It should not be surprising that a field like biomedical informatics would be amenable to distance learning. It is a field that many people enter after they are already established in a health care profession, although an increasing number are entering the field directly. Health care itself is fundamentally an information science. Much of clinical practice involves gathering, synthesizing, and acting on information. The field concerned with the management and use of information in health and biomedicine is called biomedical informatics [1].

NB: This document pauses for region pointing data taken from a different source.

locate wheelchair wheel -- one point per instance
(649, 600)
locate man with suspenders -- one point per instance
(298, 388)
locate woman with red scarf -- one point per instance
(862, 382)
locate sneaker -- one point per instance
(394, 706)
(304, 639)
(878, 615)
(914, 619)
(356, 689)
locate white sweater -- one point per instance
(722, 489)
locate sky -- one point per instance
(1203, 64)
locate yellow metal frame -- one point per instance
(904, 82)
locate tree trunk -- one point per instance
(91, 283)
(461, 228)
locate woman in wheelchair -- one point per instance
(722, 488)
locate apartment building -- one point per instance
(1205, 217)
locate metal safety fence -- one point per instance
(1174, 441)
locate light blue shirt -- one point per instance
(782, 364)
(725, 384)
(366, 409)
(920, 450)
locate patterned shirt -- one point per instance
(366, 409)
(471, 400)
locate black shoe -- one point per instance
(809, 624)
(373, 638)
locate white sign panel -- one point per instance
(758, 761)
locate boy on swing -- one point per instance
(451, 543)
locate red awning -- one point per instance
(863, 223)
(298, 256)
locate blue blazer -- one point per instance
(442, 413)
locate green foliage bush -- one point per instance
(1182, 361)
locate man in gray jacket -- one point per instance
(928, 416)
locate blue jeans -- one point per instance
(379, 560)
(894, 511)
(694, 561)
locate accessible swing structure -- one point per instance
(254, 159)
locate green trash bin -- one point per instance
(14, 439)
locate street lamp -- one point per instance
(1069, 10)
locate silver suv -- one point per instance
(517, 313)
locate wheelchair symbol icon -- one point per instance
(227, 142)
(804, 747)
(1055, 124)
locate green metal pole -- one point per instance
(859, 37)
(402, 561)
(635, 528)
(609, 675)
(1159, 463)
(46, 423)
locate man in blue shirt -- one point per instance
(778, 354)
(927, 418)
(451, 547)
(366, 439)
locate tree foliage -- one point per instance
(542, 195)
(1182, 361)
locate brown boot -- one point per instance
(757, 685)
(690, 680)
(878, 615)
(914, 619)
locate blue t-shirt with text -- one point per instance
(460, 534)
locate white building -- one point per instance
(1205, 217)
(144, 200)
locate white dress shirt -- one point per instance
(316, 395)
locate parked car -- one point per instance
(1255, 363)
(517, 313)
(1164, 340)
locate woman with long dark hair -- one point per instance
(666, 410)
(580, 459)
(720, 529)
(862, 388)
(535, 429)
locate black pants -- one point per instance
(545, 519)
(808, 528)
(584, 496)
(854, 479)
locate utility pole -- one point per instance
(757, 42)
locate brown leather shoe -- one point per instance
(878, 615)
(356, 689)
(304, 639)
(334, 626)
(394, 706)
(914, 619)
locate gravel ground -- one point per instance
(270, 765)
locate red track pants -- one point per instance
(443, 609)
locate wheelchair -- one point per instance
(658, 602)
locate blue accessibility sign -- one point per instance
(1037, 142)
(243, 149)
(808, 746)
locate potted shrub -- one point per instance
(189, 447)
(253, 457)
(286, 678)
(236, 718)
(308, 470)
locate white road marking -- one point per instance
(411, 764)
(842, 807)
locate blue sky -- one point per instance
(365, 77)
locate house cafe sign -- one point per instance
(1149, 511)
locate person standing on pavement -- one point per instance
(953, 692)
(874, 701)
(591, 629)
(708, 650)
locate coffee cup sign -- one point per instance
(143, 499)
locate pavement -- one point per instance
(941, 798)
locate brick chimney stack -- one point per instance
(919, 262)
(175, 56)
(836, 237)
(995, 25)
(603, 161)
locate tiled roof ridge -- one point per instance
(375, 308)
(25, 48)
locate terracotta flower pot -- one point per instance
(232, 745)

The Field of Biomedical Informatics

Biomedical informatics is motivated by the growing concern that information is not being used as effectively as it could be in health and biomedicine. On the clinical side, recent reports from the Institute of Medicine (IOM) have reviewed research findings related to information use and expressed concerns about medical errors and patient safety, the quality of medical records, and the protection of patient privacy and confidentiality. A more recent report, "Crossing the Quality Chasm" ties all these problems and potential solutions together in a vision for a health care system that is safe, patient-centered, and evidence-based. A variety of solutions are required to address the information-related problems in health care, with many involving the use of computers and related technologies.

Similar information challenges exist on the research side of biomedicine, with new advances in genomics and biotechnology changing the face of biological research. New biotechnologies such as gene microarrays generate vast amounts of data in experiments. Furthermore, new discoveries require scientists to access and manage much larger quantities of knowledge, which they, and the systems that house the knowledge, are challenged to do.

One major challenge for the field is the adjective in front of the word "informatics." Some have argued that the adjective "medical" in front of informatics is inappropriate because it implies the work of medical doctors and not the rest of health care and biomedical science. There is a growing tendency to use the phrases "biomedical informatics" or "health and biomedical informatics." The subareas of the field can then be broken down and defined according to the classification of Shortliffe [2], who described four levels from the focus on the cell to the population:

  • Bioinformatics: molecular and cellular processes, such as gene sequences and maps
  • Imaging informatics: tissues and organs, such as radiology imaging systems
  • Clinical informatics: clinicians and patients, including applications of nursing, dentistry, and other clinical specialties
  • Public health informatics: populations, such as disease surveillance systems

Biomedical informatics is a heterogeneous field, comprised of individuals with diverse backgrounds and levels of training. In addition, because the field is so new, there are few jobs that absolutely require a degree or other formal training in the field, although this is likely to change in the near future. Most individuals enter biomedical informatics at the graduate or postgraduate level after a background in other areas, such as medicine, nursing, computer science, biology, or librarianship. As such, those entering the field are adult learners who do not want to give up their regular jobs to study informatics. For them, the flexibility of distance learning is very appealing.

Distance Learning in Biomedical Informatics

Although biomedical informatics is a field that promotes the use of information technology in general, most educational programs use traditional classroom approaches. The medical informatics program at Oregon Health & Science University (OHSU) began offering courses via distance learning in 1999 after many inquiries as to whether our courses were offered online. Particular interest was expressed at our booth in the Career Exposition at the American Medical Informatics Association (AMIA) Annual Symposium.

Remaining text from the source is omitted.